Bisher AKIL, MD

low dose aspirin and risk of bleeding

In General Health, Heart on June 20, 2012 at 5:09 pm

Low-dose aspirin use lowers risk for recurrent adverse cardiovascular (CV) events in patients with known CV disease. Its benefit for primary prevention of CV events, especially in low-risk patients (those with 10-year risk <10%), is less clear given the risk for complications, particularly major bleeding. In this Italian study, researchers used a population-based database to identify 186,425 patients (mean age, 69) who took low-dose aspirin (81-83 mg) daily for at least 75 days and matched them to the same number of control patients who had the same bleeding propensity and did not use aspirin. During median follow-up of 5.7 years, 6907 episodes of major bleeding requiring hospitalization in aspirin and control patients occurred; about two thirds of bleeds were gastrointestinal, and one third were intracranial. The incidence rate was 5.58 events per 1000 person-years in aspirin users and 3.60 for nonusers, an excess of 2 per 1000 person-years.

Editorial: This is an observational study, and other factors could not be accounted for, these factors could change the outcome / conclusion of this study. Nevertheless, these are important data.

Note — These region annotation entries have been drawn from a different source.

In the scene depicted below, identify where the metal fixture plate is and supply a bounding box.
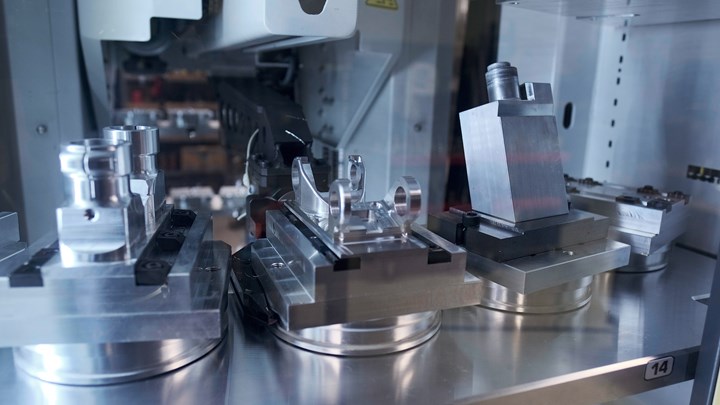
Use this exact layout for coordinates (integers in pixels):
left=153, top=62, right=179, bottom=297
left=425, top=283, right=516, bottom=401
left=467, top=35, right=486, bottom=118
left=468, top=239, right=630, bottom=294
left=0, top=249, right=715, bottom=405
left=0, top=210, right=230, bottom=346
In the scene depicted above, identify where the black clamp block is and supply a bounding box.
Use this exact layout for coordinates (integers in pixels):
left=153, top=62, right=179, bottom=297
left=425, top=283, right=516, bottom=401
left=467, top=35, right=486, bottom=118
left=170, top=210, right=197, bottom=228
left=615, top=195, right=642, bottom=205
left=463, top=211, right=482, bottom=228
left=155, top=230, right=185, bottom=252
left=647, top=198, right=672, bottom=212
left=135, top=259, right=171, bottom=285
left=9, top=243, right=59, bottom=287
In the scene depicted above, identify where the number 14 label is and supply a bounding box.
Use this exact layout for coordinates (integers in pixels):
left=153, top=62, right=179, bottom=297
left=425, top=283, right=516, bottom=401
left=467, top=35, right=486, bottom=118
left=645, top=356, right=675, bottom=380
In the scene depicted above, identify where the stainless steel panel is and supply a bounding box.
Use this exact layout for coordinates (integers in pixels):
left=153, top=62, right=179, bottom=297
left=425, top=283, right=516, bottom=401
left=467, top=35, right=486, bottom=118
left=496, top=0, right=720, bottom=25
left=583, top=19, right=720, bottom=253
left=0, top=249, right=715, bottom=405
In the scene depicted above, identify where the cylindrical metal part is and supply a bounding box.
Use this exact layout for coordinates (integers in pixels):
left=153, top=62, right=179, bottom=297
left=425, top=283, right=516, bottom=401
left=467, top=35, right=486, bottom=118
left=60, top=139, right=131, bottom=207
left=103, top=125, right=159, bottom=175
left=485, top=62, right=520, bottom=103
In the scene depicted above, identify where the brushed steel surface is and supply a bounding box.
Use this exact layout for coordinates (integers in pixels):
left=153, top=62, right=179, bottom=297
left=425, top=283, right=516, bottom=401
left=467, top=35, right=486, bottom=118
left=496, top=0, right=720, bottom=25
left=0, top=249, right=715, bottom=405
left=13, top=339, right=222, bottom=385
left=615, top=244, right=673, bottom=273
left=480, top=276, right=593, bottom=314
left=0, top=213, right=230, bottom=347
left=468, top=239, right=630, bottom=294
left=460, top=75, right=568, bottom=222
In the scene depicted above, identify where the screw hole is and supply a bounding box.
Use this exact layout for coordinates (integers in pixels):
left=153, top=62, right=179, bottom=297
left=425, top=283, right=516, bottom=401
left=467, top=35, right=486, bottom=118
left=83, top=209, right=97, bottom=222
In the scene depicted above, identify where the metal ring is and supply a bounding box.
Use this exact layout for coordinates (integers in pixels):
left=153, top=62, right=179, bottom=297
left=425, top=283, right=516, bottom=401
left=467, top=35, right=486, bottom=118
left=385, top=176, right=422, bottom=224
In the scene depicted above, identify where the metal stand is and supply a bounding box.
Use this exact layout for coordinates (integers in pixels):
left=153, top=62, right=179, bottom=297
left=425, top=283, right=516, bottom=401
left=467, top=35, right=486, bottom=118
left=272, top=311, right=442, bottom=356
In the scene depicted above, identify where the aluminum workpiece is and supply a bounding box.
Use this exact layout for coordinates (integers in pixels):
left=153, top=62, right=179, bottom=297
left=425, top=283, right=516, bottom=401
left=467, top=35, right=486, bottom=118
left=565, top=177, right=690, bottom=272
left=103, top=125, right=165, bottom=233
left=0, top=134, right=230, bottom=385
left=233, top=156, right=490, bottom=355
left=428, top=62, right=630, bottom=313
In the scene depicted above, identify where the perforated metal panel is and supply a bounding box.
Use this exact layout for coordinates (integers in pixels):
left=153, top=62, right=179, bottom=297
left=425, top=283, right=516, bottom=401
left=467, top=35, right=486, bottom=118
left=500, top=1, right=720, bottom=253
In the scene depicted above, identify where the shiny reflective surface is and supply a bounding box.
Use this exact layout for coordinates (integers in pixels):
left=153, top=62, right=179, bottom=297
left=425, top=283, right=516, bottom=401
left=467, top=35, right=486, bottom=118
left=0, top=249, right=714, bottom=405
left=480, top=276, right=593, bottom=314
left=272, top=311, right=441, bottom=356
left=14, top=339, right=221, bottom=385
left=615, top=244, right=672, bottom=273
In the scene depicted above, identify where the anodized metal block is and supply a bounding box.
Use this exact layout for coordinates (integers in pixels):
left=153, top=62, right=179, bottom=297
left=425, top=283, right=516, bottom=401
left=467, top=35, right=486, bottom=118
left=460, top=83, right=568, bottom=222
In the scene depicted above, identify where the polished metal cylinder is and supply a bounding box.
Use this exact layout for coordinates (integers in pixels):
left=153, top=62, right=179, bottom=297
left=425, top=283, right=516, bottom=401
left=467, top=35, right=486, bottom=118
left=485, top=62, right=520, bottom=103
left=271, top=311, right=441, bottom=357
left=60, top=139, right=131, bottom=207
left=103, top=125, right=159, bottom=176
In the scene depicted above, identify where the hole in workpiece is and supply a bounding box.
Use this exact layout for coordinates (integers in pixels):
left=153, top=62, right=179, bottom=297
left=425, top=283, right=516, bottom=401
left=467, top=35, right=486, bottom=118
left=298, top=0, right=327, bottom=15
left=563, top=103, right=574, bottom=129
left=350, top=163, right=360, bottom=185
left=83, top=209, right=98, bottom=222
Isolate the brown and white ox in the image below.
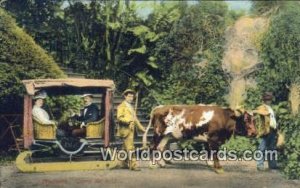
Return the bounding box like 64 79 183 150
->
143 105 256 172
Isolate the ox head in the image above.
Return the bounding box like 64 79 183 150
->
235 111 257 137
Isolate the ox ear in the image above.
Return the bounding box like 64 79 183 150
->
233 105 246 117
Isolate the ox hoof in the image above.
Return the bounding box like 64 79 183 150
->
215 168 224 174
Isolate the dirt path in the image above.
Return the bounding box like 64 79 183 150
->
0 161 300 188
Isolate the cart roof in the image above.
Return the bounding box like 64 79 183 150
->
22 78 115 95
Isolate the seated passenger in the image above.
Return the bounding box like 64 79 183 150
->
32 91 56 124
72 94 100 137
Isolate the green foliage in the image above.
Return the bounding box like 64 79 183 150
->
273 102 300 179
248 1 300 179
142 2 228 109
221 136 257 157
251 0 284 15
0 9 64 113
258 4 300 100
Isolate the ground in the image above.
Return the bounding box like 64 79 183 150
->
0 161 300 188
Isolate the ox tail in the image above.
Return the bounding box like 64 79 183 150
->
143 106 160 149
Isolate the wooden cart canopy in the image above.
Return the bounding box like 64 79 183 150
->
22 78 115 95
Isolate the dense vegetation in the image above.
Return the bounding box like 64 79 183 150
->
249 2 300 179
0 9 64 113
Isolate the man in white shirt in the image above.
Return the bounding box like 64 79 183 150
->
256 92 278 171
32 91 56 124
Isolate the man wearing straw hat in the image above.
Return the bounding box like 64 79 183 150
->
253 92 278 171
117 89 145 171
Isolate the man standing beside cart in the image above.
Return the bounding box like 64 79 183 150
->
117 89 145 171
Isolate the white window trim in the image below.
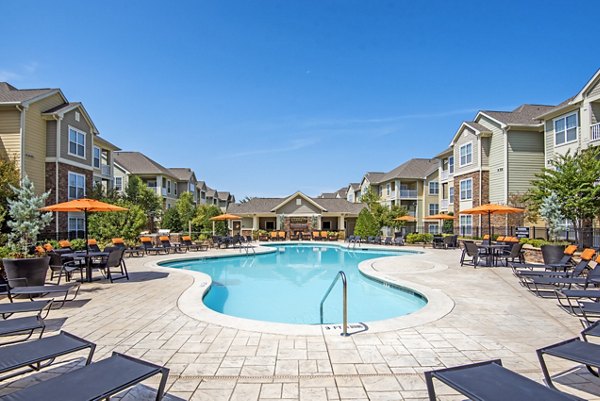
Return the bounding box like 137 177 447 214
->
67 125 87 163
454 178 473 201
552 112 579 147
92 144 102 168
458 141 474 167
67 171 86 200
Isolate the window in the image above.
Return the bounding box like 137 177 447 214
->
554 113 577 145
460 178 473 200
69 172 85 200
460 214 473 235
67 213 85 238
69 127 85 159
429 203 440 216
94 146 100 168
459 142 473 166
429 181 440 195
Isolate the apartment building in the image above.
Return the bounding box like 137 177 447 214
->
0 82 119 237
536 70 600 162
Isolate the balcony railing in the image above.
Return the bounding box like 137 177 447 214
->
100 164 110 177
400 189 417 198
590 123 600 141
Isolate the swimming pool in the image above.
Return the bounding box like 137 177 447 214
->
161 245 427 324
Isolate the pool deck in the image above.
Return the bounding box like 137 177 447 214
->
0 242 600 401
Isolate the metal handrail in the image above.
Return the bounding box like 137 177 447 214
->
320 270 349 337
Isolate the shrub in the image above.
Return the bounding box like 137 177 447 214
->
406 233 433 244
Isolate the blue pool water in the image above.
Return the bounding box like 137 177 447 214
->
163 245 427 324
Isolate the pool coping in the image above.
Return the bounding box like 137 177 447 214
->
145 241 454 336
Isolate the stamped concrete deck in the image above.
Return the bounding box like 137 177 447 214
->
0 242 600 401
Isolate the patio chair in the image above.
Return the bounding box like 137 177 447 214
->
425 359 581 401
0 299 52 320
47 251 85 285
88 238 102 252
158 235 187 253
394 237 404 246
2 352 169 401
0 277 81 309
0 331 96 380
92 247 129 283
140 237 169 255
536 338 600 388
498 242 525 266
460 241 480 267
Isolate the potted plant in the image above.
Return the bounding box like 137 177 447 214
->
540 192 565 264
2 176 52 286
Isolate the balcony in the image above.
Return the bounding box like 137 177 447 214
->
590 123 600 141
400 189 417 199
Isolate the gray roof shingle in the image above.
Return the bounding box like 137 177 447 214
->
114 152 175 177
481 104 554 125
0 82 57 103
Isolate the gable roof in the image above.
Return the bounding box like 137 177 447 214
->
475 104 554 126
0 82 61 104
113 152 175 178
227 195 366 215
169 167 194 181
271 191 327 212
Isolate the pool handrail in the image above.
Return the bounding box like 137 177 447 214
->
320 270 349 337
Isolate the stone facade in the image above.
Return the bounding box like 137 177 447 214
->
45 163 94 234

An editorial that accompanied this study in JAMA,  puts these risks into perspective with the calculation that, for 10,000 patients without known cardiovascular (CV) disease followed for 1 year, aspirin would prevent about seven (7) major CV events and would cause four (4) major bleeding events. Not a big benefit! Other data have shown different results, , in 10,000 patients with known CV disease, aspirin use would prevent about 250 major CV events and would cause about 40 major bleeding events.

CITATION(S): 1. De Berardis G et al. Association of aspirin use with major bleeding in patients with and without diabetes. JAMA 2012 Jun 6; 307:2286.

2. Siller-Matula JM. Hemorrhagic complications associated with aspirin: An underestimated hazard in clinical practice? JAMA2012 Jun 6; 307:2318.